AUGUSTA, Maine — The director of Maine’s largest public sector union said Friday that Gov. Paul LePage tried to squeeze contract concessions out of state workers during negotiations to return laid-off employees to their jobs after the partial U.S. government shutdown ended on Wednesday.

Chris Quint, executive director of the Maine State Employees Association, said that during closed-door negotiations, LePage pushed a deal that would have made recalling state workers more difficult and given the governor an option not to provide back pay. The union refused to sign off on the proposal.

Quint said the administration’s proposal would have made recalling laid-off workers to their original positions more difficult, and said language in the proposed deal would have given the governor a way out of providing back pay, which the federal government has promised to provide for federally funded state employees.

“Once we saw the actual language [proposed in the deal], there were so many holes in it that you could drive a Mack truck through,” Quint said. “It would have allowed the governor to back out of paying back wages.”

But documents outlining the administration’s proposals, provided by one of LePage’s negotiators, didn’t gel with that telling of events.

The administration’s proposal, as spelled out in the documents, makes room for two possible scenarios: If Washington provides money for federally funded employees to receive back pay — which is what ended up happening — the workers would receive the money. If no back pay was made available, the administration would allow state employees who were laid off to use vacation time to fill in the gap.

The governor’s proposal also aimed to allow all workers to return to their original positions, no strings attached.

“Neither of those scenarios would have been allowed under the current contract,” said Cynthia Montgomery, chief counsel in the state’s Office of Employee Relations and one of the administration’s union negotiators.

At the heart of the disagreement is whether the union’s current contract with the administration was adequate to meet the mutually agreed upon goals of navigating the damage created by the shutdown, that all laid-off workers be put back in their original positions and provided back pay for hours lost.

The two sides had been negotiating while gridlock in D.C. continued, and had even agreed to a tentative deal for enduring the shutdown with as little impact on state employees as possible. But when the shutdown ended, those conversations fell apart.

The union said that with the shutdown over and federal money flowing once again, the current contract would provide a path back to normalcy. The administration said a supplemental agreement was still necessary because the current contract would not have allowed each worker to go back to the job they held before they were laid off.

That’s because state employees with seniority have something called “displacement rights.” Those rights allow an employee with seniority who is affected by a layoff to “bump” a less-senior employee out of a job the worker targeted by layoff previously held. The bumped worker then takes the layoff instead.

The mechanism of the contract would not allow for a clean reset, the administration said, and would have left more than 20 employees in different jobs than they had before the shutdown. It put forward a proposal that would have allowed for that reset, but the union on Thursday balked, saying its contract was sufficient.
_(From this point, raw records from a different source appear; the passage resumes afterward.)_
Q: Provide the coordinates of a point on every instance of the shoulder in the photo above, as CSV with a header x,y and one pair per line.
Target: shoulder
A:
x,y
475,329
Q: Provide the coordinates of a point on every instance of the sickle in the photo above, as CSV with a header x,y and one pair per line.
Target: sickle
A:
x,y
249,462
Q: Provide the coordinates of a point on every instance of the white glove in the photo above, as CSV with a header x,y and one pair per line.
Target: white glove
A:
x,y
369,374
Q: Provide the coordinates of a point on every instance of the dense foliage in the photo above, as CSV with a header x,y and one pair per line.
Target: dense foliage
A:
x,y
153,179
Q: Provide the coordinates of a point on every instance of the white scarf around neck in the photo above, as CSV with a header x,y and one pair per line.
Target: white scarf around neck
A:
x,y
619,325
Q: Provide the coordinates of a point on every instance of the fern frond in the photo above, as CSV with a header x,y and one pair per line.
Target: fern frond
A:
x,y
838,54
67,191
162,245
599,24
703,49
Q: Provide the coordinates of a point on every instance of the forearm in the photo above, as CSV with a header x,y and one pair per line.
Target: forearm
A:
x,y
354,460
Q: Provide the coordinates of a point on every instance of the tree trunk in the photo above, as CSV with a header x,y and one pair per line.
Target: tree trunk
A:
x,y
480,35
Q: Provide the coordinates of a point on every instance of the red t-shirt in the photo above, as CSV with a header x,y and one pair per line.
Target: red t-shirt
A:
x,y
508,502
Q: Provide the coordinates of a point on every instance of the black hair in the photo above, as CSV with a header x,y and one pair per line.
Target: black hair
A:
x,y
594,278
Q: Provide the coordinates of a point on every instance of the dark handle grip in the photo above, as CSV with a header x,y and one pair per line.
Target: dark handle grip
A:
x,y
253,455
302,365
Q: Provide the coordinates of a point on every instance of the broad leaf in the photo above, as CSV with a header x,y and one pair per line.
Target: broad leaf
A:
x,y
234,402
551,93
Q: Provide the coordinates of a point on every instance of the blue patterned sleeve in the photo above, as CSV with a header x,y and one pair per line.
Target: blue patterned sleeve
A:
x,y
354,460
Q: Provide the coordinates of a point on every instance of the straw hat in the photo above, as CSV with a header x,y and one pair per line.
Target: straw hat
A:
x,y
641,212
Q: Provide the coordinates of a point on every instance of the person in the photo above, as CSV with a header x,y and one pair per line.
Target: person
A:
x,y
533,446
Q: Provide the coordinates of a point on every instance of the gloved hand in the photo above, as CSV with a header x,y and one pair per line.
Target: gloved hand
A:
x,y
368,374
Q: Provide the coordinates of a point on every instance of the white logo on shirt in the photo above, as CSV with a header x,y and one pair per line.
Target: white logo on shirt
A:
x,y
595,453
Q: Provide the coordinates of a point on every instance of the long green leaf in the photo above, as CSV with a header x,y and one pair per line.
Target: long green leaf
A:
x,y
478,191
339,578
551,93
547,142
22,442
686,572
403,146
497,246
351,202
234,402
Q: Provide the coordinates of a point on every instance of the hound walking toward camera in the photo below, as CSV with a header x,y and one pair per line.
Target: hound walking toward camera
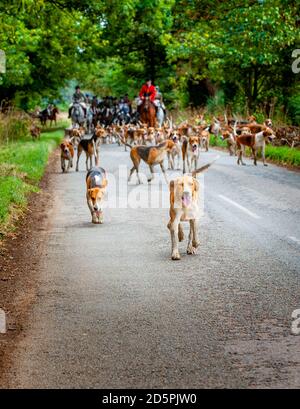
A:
x,y
96,183
175,152
67,154
254,142
190,153
91,148
152,155
184,198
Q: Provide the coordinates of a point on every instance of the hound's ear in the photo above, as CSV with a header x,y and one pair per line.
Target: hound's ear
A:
x,y
172,185
196,185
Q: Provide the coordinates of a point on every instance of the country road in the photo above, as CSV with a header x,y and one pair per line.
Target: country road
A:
x,y
113,311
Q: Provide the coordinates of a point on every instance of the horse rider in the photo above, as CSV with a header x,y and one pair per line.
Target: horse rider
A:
x,y
128,103
158,102
147,90
78,97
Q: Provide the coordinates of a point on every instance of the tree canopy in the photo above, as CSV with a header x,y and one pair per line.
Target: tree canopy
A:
x,y
195,49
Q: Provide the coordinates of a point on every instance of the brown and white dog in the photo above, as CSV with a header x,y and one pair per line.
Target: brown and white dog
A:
x,y
204,140
184,207
152,155
91,148
67,155
190,152
175,152
35,131
254,142
96,183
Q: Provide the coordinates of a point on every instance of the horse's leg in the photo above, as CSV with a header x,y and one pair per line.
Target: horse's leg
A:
x,y
152,174
79,151
163,171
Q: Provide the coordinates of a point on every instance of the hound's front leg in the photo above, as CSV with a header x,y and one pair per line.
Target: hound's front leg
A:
x,y
173,227
263,154
189,162
164,172
193,242
93,213
170,159
152,174
63,167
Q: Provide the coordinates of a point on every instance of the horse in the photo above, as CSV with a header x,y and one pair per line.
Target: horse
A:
x,y
77,114
89,119
148,112
53,116
43,116
160,116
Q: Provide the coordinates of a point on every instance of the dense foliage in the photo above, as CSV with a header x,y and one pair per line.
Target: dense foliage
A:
x,y
200,52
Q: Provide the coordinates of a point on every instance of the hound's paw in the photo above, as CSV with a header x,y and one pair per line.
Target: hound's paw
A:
x,y
191,250
180,235
196,243
175,255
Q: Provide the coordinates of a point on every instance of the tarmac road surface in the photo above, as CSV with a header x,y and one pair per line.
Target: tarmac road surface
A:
x,y
113,310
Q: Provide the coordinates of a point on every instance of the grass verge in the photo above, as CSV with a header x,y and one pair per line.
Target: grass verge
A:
x,y
22,165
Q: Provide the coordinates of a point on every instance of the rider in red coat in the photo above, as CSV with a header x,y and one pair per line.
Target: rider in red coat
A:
x,y
148,88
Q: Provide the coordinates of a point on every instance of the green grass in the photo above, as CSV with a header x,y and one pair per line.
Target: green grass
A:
x,y
22,165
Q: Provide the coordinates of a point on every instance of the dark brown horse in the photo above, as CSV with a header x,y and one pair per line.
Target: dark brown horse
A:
x,y
53,115
148,112
50,115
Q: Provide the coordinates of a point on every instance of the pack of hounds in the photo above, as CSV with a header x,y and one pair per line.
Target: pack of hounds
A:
x,y
178,144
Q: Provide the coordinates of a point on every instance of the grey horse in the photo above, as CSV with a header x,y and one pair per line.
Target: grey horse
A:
x,y
160,116
77,115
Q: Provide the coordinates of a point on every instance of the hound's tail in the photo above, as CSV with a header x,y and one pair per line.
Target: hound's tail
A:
x,y
95,151
203,168
125,143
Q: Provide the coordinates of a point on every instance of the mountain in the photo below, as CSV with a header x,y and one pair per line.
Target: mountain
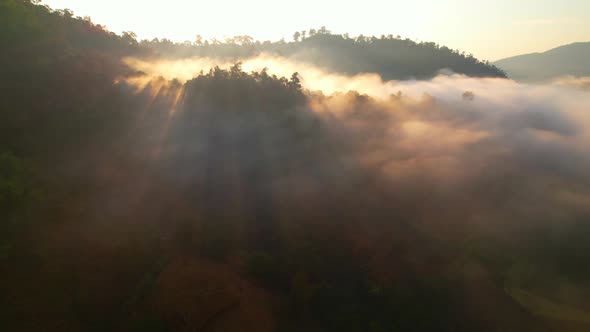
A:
x,y
567,60
392,57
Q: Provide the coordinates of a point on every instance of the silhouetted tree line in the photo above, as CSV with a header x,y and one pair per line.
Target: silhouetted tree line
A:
x,y
215,204
392,57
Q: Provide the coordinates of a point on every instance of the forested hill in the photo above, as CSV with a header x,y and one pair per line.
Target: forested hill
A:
x,y
572,59
392,57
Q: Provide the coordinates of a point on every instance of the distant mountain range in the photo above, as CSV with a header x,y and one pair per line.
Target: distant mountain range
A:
x,y
567,60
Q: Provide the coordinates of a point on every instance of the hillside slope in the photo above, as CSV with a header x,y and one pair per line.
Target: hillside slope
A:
x,y
573,59
391,57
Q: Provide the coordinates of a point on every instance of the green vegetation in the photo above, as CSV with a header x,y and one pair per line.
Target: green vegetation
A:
x,y
392,57
225,203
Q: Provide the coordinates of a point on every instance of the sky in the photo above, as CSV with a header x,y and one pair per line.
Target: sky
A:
x,y
489,29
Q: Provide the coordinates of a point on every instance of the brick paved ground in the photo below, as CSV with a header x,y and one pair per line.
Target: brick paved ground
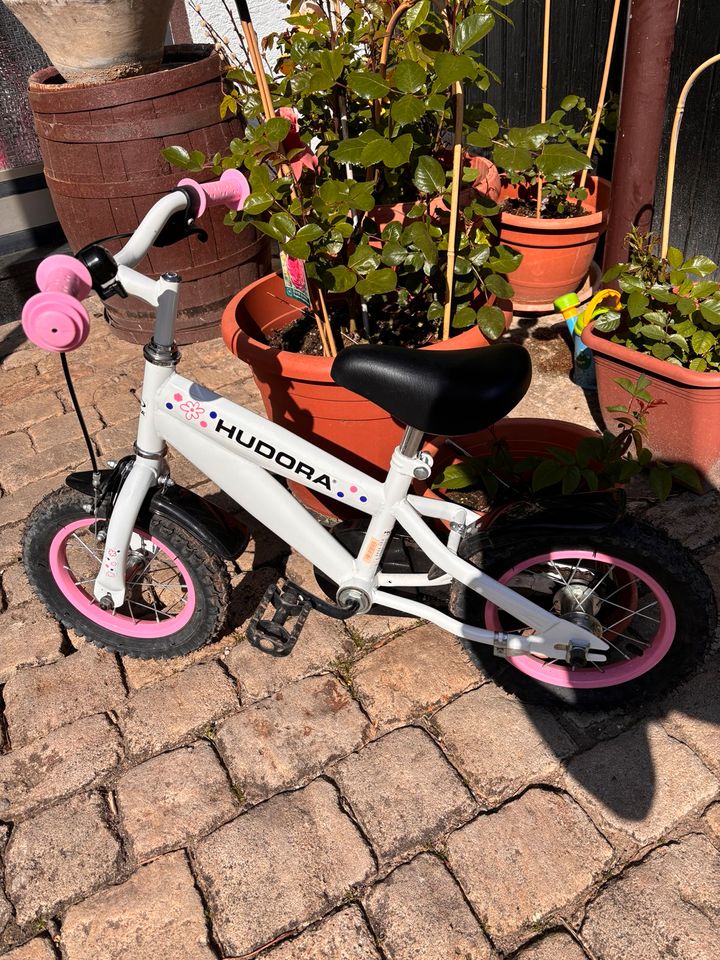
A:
x,y
372,797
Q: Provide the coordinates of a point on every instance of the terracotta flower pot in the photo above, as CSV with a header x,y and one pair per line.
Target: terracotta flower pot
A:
x,y
686,429
557,253
525,437
299,393
95,41
487,183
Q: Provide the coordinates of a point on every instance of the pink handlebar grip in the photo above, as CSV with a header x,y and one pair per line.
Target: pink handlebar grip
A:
x,y
55,319
231,190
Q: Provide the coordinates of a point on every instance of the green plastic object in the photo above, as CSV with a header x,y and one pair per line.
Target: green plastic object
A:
x,y
566,301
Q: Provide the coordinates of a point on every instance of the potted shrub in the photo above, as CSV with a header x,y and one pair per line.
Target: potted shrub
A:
x,y
551,212
666,327
529,459
351,179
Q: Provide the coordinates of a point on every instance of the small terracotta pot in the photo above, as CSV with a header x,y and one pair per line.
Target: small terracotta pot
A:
x,y
299,393
557,253
487,182
525,437
686,428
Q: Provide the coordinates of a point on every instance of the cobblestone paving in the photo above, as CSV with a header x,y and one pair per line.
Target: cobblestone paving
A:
x,y
372,797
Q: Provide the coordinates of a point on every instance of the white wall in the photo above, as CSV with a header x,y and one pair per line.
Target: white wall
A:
x,y
267,17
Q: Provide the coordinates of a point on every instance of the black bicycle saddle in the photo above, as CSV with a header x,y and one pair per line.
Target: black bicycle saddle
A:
x,y
438,391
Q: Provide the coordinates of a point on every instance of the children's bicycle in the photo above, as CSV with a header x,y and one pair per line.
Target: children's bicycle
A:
x,y
581,604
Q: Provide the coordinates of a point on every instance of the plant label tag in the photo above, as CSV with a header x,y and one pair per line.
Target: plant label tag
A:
x,y
296,285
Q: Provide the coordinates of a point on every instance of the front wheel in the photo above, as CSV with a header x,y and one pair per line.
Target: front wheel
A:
x,y
632,585
177,591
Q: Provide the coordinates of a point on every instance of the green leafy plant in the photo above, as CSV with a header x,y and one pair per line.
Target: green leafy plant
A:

With no deal in hand Thursday night, after receiving confirmation from Washington that the federal government would reimburse the workers, LePage unilaterally ordered all laid-off employees back to their original posts.

“It is unfortunate that we were unable to execute an agreement with the union, but they were dragging their feet and we couldn’t wait any longer,” said LePage.

About 100 state employees whose jobs are funded by federal dollars had been laid off during the shutdown as a result of federal revenue streams drying up while congressional leaders jockeyed for a deal to fund the government.

Amid all the murky details and suspicion from both sides, a question emerges: If the LePage administration says the union contract did not allow for a clean reset, with all laid-off employees returning to their original posts, did LePage violate the contract by ordering that very reset on Thursday?

“To say it’s a violation is to draw a legal conclusion that I’m not prepared to draw,” Montgomery said. “But at the time [Thursday] when the governor looked over things and said it was best to put people back, we knew at that time that MSEA was not going to object to that.”

When asked whether the back-to-work order took place within the confines of the union’s contract, Quint demurred.

“We hope so,” he said.

LePage and the MSEA, which represents about 15,000 public- and private-sector workers, have had a contentious relationship since the governor took office in January 2011. The union worked without a contract from July 2011 until agreeing to a new deal this year. It also filed a complaint — since dropped — against his administration with the Maine Labor Relations Board and has clashed with him over his advocacy for so-called “right to work” policies.